Reputation: 23
I want to count number of DataFrame rows which contains all of the values from the list.
Lets say I've got:
abc = pd.DataFrame(np.random.randint(1,100,(100, 10)))
and I've got following list (with unique values):
x = [10, 32, 8]
What is the simplest way, using pandas, to chck if row contains all given values? I could probably convert each row to list and than compare content of new list with the given list and increment my counter if comparison results with success, but I guess it is not the fastest way in this case...
Upvotes: 1
Views: 437
Reputation: 30920
it is necessary to mask duplicates, then we can use DataFrame.isin
and DataFrame.sum
to count the number of matches per row and check if it is greater than or equal to the length of the list with DataFrame.ge
, which will be sufficient since there are no duplicates.

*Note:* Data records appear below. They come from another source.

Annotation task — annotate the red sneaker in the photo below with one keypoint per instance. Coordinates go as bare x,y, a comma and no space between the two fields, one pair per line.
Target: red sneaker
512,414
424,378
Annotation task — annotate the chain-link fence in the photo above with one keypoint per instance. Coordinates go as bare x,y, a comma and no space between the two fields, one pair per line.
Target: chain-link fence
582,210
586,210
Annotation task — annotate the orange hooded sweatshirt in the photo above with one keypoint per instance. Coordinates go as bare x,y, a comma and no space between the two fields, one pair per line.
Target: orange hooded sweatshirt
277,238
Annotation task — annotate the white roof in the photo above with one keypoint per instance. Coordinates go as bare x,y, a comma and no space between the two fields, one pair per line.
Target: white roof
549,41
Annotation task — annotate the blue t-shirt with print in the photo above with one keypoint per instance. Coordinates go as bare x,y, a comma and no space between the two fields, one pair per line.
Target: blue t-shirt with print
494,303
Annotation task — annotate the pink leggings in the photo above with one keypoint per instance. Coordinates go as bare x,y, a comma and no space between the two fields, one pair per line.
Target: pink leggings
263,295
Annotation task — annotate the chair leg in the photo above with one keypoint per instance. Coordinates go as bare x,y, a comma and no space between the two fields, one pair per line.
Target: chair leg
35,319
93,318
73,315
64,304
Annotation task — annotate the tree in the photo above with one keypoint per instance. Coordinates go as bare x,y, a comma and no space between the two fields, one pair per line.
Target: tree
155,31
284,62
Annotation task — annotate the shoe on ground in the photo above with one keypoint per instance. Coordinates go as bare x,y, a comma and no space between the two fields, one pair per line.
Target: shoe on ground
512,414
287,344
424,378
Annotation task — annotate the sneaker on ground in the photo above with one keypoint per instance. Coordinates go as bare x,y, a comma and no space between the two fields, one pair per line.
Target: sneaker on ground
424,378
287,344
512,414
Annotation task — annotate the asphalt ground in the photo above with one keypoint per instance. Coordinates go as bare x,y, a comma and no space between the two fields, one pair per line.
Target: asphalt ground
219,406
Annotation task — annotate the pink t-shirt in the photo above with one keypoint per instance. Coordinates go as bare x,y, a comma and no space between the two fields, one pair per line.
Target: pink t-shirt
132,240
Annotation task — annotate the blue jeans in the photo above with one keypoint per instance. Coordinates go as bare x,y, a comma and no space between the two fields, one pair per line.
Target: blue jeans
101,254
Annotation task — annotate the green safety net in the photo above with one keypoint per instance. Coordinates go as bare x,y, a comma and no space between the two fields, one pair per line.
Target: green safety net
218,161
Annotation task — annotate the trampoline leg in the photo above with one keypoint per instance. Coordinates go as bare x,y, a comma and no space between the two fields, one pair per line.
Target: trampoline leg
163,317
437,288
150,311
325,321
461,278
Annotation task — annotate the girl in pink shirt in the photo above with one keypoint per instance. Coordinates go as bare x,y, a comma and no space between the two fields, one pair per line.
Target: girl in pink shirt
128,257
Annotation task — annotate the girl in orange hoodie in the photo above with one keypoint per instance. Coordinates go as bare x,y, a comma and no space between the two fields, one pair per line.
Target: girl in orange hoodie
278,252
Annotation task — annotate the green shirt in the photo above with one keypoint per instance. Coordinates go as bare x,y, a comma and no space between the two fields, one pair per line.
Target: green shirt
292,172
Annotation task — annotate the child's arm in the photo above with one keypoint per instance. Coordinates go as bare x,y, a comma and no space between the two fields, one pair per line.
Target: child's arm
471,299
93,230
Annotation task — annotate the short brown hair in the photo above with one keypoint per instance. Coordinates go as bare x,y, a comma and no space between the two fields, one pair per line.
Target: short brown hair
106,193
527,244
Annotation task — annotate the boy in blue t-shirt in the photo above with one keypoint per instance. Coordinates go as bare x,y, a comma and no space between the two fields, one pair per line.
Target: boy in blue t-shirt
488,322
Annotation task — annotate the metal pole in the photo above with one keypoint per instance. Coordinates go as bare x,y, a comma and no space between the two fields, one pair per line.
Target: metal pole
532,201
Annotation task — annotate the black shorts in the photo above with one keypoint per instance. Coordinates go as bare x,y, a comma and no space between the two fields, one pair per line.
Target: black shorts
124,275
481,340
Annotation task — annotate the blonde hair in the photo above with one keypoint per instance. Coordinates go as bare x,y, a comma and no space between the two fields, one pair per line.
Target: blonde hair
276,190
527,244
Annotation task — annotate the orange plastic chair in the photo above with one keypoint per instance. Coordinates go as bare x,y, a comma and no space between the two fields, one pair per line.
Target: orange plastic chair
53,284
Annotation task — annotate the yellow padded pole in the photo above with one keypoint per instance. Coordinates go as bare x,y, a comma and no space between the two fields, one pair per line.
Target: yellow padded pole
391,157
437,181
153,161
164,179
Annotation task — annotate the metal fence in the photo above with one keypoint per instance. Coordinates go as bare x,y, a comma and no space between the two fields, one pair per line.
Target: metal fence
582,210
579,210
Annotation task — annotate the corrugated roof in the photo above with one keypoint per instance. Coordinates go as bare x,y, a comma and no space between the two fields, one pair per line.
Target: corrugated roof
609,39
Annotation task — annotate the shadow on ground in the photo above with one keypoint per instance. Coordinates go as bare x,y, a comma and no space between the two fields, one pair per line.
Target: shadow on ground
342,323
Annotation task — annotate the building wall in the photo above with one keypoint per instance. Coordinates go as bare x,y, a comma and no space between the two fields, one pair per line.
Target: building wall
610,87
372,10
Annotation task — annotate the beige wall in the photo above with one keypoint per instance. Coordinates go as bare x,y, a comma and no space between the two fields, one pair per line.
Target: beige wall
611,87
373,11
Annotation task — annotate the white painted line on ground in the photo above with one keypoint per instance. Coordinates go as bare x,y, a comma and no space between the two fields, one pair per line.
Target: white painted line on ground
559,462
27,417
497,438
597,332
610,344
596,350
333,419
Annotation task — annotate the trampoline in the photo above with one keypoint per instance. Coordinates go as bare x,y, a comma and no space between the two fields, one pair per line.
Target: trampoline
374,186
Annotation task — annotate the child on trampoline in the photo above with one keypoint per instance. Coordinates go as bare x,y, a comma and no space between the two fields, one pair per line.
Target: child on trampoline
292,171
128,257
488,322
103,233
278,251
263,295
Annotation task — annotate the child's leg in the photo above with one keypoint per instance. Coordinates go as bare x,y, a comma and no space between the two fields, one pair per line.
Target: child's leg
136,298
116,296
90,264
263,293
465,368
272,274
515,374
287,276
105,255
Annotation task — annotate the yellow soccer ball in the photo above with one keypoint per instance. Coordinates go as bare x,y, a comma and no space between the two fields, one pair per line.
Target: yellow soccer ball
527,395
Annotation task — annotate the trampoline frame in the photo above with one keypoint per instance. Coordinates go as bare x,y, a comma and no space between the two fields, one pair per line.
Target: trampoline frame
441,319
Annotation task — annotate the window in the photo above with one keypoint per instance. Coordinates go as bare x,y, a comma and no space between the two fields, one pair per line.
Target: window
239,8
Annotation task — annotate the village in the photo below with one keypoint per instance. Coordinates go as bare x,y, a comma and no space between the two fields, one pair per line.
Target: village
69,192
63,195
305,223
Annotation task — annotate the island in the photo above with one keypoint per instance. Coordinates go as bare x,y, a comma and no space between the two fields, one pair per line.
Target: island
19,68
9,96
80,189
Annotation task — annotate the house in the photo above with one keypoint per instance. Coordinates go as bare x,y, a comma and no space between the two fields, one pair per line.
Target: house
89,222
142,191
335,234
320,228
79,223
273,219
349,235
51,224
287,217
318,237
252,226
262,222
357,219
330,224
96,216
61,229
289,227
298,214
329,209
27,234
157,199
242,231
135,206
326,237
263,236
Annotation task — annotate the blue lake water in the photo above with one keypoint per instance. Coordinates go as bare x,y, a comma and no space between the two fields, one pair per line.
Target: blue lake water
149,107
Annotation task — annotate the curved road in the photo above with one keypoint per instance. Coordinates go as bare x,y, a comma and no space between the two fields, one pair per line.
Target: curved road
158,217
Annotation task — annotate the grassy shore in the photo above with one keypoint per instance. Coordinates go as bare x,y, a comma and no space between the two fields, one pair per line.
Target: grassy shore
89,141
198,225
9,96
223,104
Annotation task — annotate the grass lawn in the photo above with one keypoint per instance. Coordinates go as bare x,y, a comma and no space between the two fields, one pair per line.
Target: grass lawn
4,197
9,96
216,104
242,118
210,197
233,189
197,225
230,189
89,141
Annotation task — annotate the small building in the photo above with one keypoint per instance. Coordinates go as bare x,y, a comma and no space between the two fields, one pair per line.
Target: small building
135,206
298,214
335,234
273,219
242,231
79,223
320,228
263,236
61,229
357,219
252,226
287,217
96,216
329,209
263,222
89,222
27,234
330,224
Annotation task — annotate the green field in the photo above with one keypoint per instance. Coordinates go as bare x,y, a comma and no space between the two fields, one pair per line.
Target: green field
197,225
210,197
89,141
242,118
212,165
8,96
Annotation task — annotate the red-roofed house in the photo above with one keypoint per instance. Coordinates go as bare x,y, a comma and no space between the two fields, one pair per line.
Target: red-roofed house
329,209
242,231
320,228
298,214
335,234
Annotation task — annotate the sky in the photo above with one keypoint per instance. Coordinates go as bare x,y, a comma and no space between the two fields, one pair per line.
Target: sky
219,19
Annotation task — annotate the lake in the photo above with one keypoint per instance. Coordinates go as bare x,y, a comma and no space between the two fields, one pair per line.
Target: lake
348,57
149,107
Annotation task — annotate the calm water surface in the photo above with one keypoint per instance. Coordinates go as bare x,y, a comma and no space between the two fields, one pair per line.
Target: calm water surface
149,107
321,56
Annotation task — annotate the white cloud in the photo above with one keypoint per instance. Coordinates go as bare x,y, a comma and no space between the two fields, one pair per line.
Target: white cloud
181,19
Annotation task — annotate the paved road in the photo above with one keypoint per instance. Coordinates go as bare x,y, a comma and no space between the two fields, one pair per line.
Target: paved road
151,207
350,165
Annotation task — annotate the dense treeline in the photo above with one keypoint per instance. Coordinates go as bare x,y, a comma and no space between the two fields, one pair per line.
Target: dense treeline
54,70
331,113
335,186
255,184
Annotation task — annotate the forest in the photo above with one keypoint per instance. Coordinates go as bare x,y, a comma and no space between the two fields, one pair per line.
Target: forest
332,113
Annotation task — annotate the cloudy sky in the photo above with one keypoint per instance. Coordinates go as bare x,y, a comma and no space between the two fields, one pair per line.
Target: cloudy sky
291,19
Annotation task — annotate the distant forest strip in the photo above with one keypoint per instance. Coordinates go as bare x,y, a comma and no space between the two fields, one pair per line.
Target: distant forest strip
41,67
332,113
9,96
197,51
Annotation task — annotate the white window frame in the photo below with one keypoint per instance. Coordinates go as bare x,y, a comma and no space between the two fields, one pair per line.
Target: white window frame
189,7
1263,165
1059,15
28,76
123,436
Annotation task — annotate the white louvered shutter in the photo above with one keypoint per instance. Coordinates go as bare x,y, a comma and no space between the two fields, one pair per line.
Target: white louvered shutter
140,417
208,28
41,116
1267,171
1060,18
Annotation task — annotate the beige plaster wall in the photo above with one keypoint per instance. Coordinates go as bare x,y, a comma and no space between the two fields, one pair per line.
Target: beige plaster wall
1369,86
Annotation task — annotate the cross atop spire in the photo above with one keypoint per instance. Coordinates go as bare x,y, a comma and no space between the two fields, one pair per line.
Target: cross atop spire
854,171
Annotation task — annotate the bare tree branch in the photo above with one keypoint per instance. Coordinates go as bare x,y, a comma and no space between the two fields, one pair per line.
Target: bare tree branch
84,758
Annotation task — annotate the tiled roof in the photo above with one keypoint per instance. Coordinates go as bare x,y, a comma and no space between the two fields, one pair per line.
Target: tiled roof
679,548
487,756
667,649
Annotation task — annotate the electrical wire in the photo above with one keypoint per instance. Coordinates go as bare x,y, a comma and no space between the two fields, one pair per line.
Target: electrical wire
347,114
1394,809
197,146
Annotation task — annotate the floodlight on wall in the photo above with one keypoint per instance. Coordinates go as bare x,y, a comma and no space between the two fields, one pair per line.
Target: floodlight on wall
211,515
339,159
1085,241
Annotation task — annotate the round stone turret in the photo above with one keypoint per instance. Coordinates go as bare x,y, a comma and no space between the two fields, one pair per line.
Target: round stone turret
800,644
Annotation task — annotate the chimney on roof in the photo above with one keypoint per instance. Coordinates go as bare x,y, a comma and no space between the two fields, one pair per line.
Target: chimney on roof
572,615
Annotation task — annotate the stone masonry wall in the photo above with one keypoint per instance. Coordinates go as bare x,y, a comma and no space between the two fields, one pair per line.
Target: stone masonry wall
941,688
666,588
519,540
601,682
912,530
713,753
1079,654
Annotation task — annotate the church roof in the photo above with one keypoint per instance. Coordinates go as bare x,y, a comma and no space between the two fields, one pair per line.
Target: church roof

finally we obtain the sum of the rows that meet this condition
df=pd.DataFrame(np.sort(abc, axis=1))
df.where(df.ne(df.shift(axis=1))).isin(x).sum(axis=1).ge(len(x)).sum()
If not duplicates in rows:
abc.isin(x).sum(axis=1).ge(len(x)).sum()
References to mask duplicates:
DataFrame.ne
, df1.ne(df2)
is similar to df1 != df2
Upvotes: 2
Reputation: 323226
Something like
abc.apply(lambda y : pd.Series(x).isin(y).all(), axis=1).sum()
4
Upvotes: 1
Reputation: 38415
You can use numpy setdiff of the array and row, if the len is zero, all elements are present.
abc.apply(lambda row: len(np.setdiff1d(x, row)) == 0, axis = 1)
Upvotes: 0
Reputation: 13387
You can do:
# in case x is not unique
# x=set(x)
df=abc.stack().reset_index(level=1, drop=True).reset_index().drop_duplicates().rename(columns={0: "num"})
cnt=df.loc[df["num"].isin(x)].groupby("index")["num"].count().eq(len(x)).sum()
print(cnt)
Upvotes: 0